The sector told us clearly that, in a decoupled framework, guardrails were needed to support inclusive and equitable practice. In response, we’re reintroducing a recommended maximum of five outputs per researcher, consistent with REF 2021. This restores clarity and fairness, while reducing pressure on individuals by removing the minimum requirement. Institutions can exceed the maximum with an explanation in their SPRE statement, ensuring flexibility for different circumstances. We want to strike a balance: encouraging representativeness, supporting equity, and maintaining confidence in the process.
Portability
In the Initial Decisions REF announced a move towards decoupling outputs from individuals, shifting the exercise’s focus squarely onto institutions. Head of REF Policy Jonathan Piotrowski explained that this move aims to minimise undue influence on careers and recognise the crucial role for institutions in supporting environments in which research is successful.

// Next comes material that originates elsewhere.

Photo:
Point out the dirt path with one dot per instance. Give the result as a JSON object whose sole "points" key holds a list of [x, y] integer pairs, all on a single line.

With every change to the REF, which serves an enormous and diverse population, the consequences are felt differently in different places. Jonathan’s team and the funding bodies have worked on this guidance extensively with the Main and Advisory panels and the community both before and since it was announced in summer. This allowed them to get into the gritty details of what’s needed to enable implementation whilst supporting research diversity. Given the context of heightened pressure – particularly in those disciplines most likely to produce longform and extended-process research outputs – we’ve developed an exception making those outputs portable for five years.
Engagement and Impact
We’re not making major changes to the guidance for this section from REF 2021, the template will remain very similar so that HEIs can begin using it confidently. However, high-quality impact case studies in REF 2021 often included meaningful engagement and so for REF 2029 the guidance encourages discussion of engagement strategies and responsible practices. We’re maintaining the consensus reached in the initial decisions that the 2* quality threshold will be removed and the minimum number of case studies required will be reduced to one. These changes enable institutions of all sizes to demonstrate meaningful engagement and real-world impact, including locally rooted case studies, supporting regional growth and widening participation in the research ecosystem.
Selective submissions
As Professor Dame Jessica Corner noted in her speech at the UUK conference, during the pause Research England had been exploring options for a multi-track route through REF for English universities but will not be pursuing that further. Instead, the funding bodies are working together on an optional flexibility which expands the REF 2021 policy for small units not to submit to REF should that align with institutional strategy. Full details on that will come later on.
Timetable
We’re engaging constantly, and will continue to do this, as the panels take everything published today to produce their criteria. However, to make the final versions of the Guidance on Submissions and the Panel Criteria and Working Methods available as soon as possible, they will be published without additional formal consultation. This decision reflects the REF team’s close collaboration with the sector throughout the development process, and a shared commitment to reducing burden, maintaining momentum, and giving institutions maximum time with the guidance. You can see the updated timetable here.
On we go
Together, these updates really demonstrate REF 2029 as a framework developed with and for the sector. Thank you to everyone who has contributed to this process – your insight and collaboration have been vital in creating a REF that champions excellence and delivers real-world benefits.